Ed Mullins, president of the Sergeants Benevolent Association (SBA), a union representing approximately 13,000 active and retired sergeants of the New York Police Department, blasted the mayor in an interview published Wednesday on the website of Fox News contributor Sara Carter.

“The truth of the matter is the guy’s an idiot. He has no idea what he’s doing,” Mullins said of the mayor. “He’s embarrassed and he thinks he’s taken a hardcore approach."De Blasio’s Tuesday night tweets criticized Orthodox Jewish attendees of a funeral at the Tola’as Yaakov synagogue in Williamsburg, Brooklyn for creating a large crowd. Despite the many face masks in the crowd, the mayor has tried to slow the spread of COVID-19 by forbidding residents from congregating in large crowds.

“Mayor DeBlasio, YOU cannot instruct the NYPD to violate people’s rights!” a Tuesday night tweet from the SBA read. “This event was a funeral this community will NOT leave bodies in their homes for you.”

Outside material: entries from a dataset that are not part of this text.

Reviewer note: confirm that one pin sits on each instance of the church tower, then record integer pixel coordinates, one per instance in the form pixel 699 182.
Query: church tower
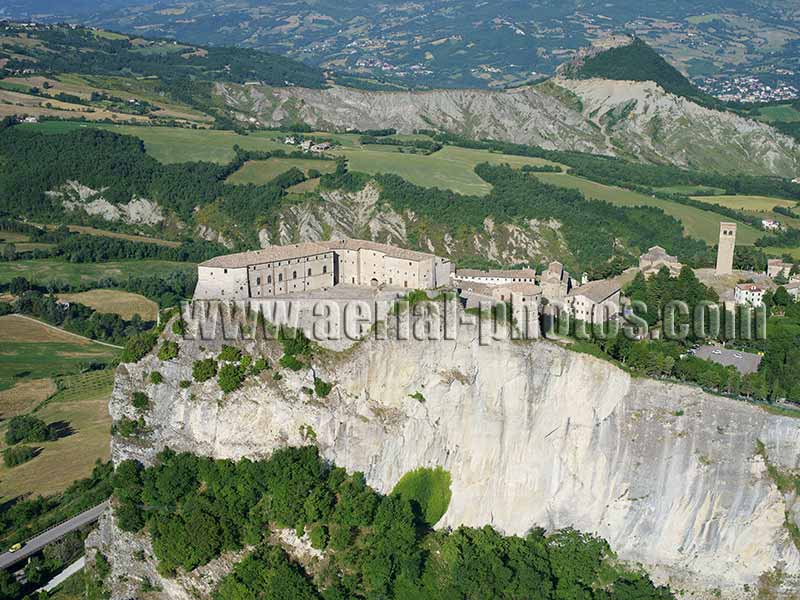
pixel 727 243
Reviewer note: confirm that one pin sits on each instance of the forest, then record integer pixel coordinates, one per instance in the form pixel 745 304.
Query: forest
pixel 81 50
pixel 376 546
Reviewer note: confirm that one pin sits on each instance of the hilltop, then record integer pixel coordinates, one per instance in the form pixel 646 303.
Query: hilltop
pixel 633 61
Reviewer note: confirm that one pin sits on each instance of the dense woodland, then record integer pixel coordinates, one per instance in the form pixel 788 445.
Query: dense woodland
pixel 81 50
pixel 377 547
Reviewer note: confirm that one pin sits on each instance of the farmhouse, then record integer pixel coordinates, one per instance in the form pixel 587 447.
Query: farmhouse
pixel 749 293
pixel 775 267
pixel 655 258
pixel 279 270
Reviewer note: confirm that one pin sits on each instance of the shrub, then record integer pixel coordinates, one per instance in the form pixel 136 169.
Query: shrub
pixel 203 370
pixel 259 365
pixel 429 488
pixel 230 377
pixel 288 361
pixel 137 347
pixel 322 388
pixel 179 327
pixel 129 427
pixel 168 351
pixel 229 354
pixel 17 455
pixel 26 428
pixel 140 400
pixel 319 537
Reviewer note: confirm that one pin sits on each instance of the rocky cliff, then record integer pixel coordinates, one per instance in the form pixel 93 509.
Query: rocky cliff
pixel 637 120
pixel 532 434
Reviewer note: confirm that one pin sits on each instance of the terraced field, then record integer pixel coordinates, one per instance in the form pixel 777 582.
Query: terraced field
pixel 698 223
pixel 80 409
pixel 116 302
pixel 46 270
pixel 263 171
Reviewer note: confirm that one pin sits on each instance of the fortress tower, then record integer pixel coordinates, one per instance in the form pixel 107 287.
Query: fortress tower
pixel 727 243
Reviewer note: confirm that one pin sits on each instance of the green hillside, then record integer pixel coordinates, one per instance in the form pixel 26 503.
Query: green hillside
pixel 638 62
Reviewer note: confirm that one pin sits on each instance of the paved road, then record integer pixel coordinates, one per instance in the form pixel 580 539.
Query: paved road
pixel 33 545
pixel 64 575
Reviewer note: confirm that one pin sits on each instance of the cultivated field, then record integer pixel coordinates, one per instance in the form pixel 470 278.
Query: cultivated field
pixel 124 304
pixel 761 204
pixel 33 353
pixel 701 224
pixel 82 407
pixel 263 171
pixel 42 271
pixel 450 168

“The grand rabbi from Williamsburg passed away. The community followed all guidance & wore masks,” a second SBA tweet read. “The Shomrim was there giving out masks if they saw somebody on the street without a mask. They did an excellent job. The only issue is your incompetent and targeted people of faith.”

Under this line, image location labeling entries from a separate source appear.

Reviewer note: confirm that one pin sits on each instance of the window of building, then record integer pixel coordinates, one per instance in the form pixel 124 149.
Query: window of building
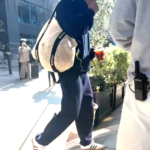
pixel 23 9
pixel 32 14
pixel 34 19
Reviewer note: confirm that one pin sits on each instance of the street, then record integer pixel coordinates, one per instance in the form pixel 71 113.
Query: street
pixel 22 104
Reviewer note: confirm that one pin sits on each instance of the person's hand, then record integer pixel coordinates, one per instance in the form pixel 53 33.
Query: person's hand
pixel 93 5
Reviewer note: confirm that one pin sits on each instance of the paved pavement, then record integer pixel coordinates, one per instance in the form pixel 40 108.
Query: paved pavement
pixel 22 103
pixel 14 63
pixel 27 106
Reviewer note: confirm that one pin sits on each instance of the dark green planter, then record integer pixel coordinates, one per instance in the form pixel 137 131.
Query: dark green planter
pixel 118 95
pixel 103 99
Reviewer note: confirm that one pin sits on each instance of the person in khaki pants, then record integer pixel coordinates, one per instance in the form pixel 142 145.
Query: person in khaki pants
pixel 24 51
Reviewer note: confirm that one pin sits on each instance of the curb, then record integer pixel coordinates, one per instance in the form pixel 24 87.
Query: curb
pixel 7 67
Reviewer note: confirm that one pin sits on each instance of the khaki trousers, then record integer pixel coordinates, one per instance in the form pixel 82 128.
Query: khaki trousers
pixel 24 66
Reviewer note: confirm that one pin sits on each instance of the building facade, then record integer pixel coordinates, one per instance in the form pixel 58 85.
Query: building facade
pixel 23 20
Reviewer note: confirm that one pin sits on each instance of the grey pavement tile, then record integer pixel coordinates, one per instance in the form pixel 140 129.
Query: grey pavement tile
pixel 111 140
pixel 72 146
pixel 114 126
pixel 101 138
pixel 105 124
pixel 116 115
pixel 119 109
pixel 109 148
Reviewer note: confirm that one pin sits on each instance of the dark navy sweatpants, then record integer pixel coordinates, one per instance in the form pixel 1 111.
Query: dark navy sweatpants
pixel 77 105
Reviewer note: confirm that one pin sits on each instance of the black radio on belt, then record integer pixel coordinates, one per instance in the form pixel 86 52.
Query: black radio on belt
pixel 141 83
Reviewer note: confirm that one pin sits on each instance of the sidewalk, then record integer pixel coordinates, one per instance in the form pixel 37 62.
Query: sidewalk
pixel 105 133
pixel 14 63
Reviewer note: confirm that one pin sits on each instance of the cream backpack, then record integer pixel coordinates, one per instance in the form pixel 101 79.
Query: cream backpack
pixel 54 49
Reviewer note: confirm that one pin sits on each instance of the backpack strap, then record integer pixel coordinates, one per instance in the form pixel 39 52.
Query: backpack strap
pixel 37 45
pixel 56 43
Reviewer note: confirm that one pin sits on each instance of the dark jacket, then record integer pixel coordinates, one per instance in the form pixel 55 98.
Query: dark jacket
pixel 76 20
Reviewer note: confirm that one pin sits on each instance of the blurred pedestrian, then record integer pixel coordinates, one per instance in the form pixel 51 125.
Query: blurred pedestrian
pixel 2 49
pixel 24 51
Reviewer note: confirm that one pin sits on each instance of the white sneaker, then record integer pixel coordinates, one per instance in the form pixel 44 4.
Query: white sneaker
pixel 37 146
pixel 93 146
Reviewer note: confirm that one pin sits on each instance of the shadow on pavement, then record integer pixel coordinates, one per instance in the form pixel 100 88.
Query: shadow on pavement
pixel 13 85
pixel 52 95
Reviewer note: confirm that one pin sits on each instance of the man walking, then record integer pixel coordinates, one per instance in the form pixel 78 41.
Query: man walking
pixel 76 19
pixel 130 29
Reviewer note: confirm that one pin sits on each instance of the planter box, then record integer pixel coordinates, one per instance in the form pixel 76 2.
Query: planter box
pixel 103 100
pixel 118 95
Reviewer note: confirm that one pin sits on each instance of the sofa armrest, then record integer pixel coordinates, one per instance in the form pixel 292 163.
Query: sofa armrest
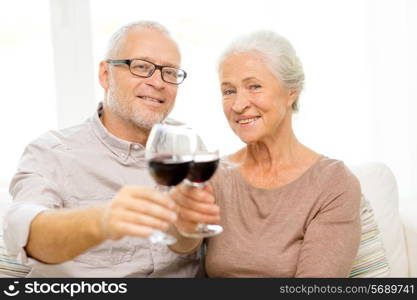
pixel 408 213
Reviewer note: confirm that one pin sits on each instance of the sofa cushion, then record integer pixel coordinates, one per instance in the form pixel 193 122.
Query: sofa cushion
pixel 380 188
pixel 371 259
pixel 8 266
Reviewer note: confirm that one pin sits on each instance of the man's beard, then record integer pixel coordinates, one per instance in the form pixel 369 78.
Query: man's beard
pixel 125 110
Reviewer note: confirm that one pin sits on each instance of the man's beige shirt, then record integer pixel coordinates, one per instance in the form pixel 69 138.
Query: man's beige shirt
pixel 80 166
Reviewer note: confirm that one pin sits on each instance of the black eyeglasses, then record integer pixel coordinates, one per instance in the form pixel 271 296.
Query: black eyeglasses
pixel 143 68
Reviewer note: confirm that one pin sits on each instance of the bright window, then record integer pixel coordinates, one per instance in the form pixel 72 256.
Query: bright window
pixel 27 79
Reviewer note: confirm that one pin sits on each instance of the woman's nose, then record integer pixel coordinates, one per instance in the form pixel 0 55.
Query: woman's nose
pixel 240 104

In a public statement, Jacob Mertz, secretary of the Tola’as Yaakov synagogue said that it intended to hold its funeral in accordance with the mayor’s social distancing orders, adding, “We apologize that it turned out otherwise.”

“We know that the mayor’s reaction came from his concern to the health of safety of our community and the entire city, and it wasn’t ill-intentioned,” Mertz wrote. Mertz said the synagogue would henceforth follow all necessary social distancing orders.

While de Blasio wrote in his Tuesday night tweets that he understood the instinct to gather and mourn, he also wrote, “large gatherings will only lead to more deaths + more families in mourning,” and added that he “instructed the NYPD to proceed immediately to summons or even arrest those who gather in large groups.”

Many criticized the mayor for singling out the Jewish community despite allowing crowds to gather on Tuesday in Central Park and elsewhere to watch a flyover by Navy and Air Force planes honoring medical, emergency and other essential workers.

Mullins and the SBA’s Twitter account have both been vocal critics of de Blasio’s handling of the coronavirus epidemic, claiming that the mayor hasn’t visited police officers with the virus in hospitals and that mayoral policies have made it harder for police officers to do their jobs.